Right before the decision was announced, he raised his fist in victory. But it was Dundas’ hand which was thrust skyward by the referee. It sent him jumping for joy and gave the crowd who chanted “Kyle, Kyle” in unison one more chance to cheer for his effort.

Dundas came out aggressive in the first two rounds and showed his takedown and standup ability was on par with Acevedo’s. He was dominant in the first round and traded positions with his opponent in the second, before coming up with a crucial reversal right before the horn. The third was rough for Dundas, who will admitted he lost that round.

“I was in a rough spot and I had to push, push, push,” he said.

Acevedo trains with Urijah Faber’s Team Alpha Male in Sacramento. It’s a facility filled with top notch equipment, coaches and fighters that have contracts with some of the sports’ biggest promotions. Dundas represents Future Fight Sports, which is next to a body shop by Highway 20, and now has a marquee win to its name.

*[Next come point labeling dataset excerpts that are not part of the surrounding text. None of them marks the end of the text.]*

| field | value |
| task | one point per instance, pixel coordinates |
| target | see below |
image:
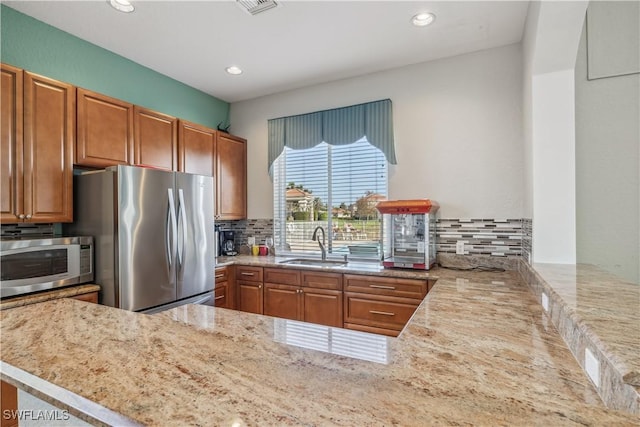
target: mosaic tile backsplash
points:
(488, 237)
(494, 237)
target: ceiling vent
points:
(256, 6)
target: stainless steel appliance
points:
(228, 238)
(408, 233)
(32, 263)
(154, 235)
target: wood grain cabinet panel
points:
(11, 113)
(308, 296)
(155, 139)
(249, 292)
(38, 133)
(231, 177)
(49, 135)
(105, 130)
(196, 148)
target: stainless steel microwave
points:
(30, 264)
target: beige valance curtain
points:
(338, 126)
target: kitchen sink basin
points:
(314, 262)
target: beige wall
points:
(607, 168)
(458, 131)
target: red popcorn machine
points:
(408, 233)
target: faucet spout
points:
(322, 243)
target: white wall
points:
(550, 44)
(607, 168)
(458, 131)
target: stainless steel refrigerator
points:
(153, 235)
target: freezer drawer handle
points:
(182, 219)
(384, 313)
(172, 231)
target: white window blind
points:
(335, 187)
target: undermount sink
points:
(307, 261)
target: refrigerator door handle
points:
(182, 221)
(172, 231)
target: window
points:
(335, 187)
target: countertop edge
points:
(78, 406)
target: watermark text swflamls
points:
(36, 414)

Dundas fared better than fellow Future Fight Sports fighter Kory Morford (185 pounds), who submitted in the second round of his fight against Mikhail Venikov. Ivan Pack of Olivehurst lost a 30-27 decision that will be remembered more for what happened in the first 20 seconds than the rest of the match. Pack was taken down by opponent Chris Bostick, who threw the 260-pounder against the cage and broke it, causing the second delay of the evening for such issues.

When the fight resumed, Pack was dominated by the San Francisco-based Bostick, who maintained control on top. Results for Yuba City fighter Nick Shadwick’s (170 pounds) match against Anthony Alves were not available before press time.

On July 3, 3,801 fans attended the Marysville Gold Sox’ fireworks night, making it the largest crowd in team history. Unlike that event, the Battle at the Ballpark II did not have free tickets distributed around the Mid-Valley.

Before Dundas’ fight, the first five bouts of the evening came to quick endings. San Jose’s Eric Faria (165) won the night’s opening fight with a second round TKO. Sacramento’s Rick Inzunza (140) won by submission in the first round as did Davis’ Mario Soto (150). Stockton’s Richard Rigmaden, who came out with just one man in his corner instead of an entourage, proved he didn’t need a big team. He won with a knockout, using a powerful right hand to drop San Jose’s Sammy Brocamante 41 seconds into the first round.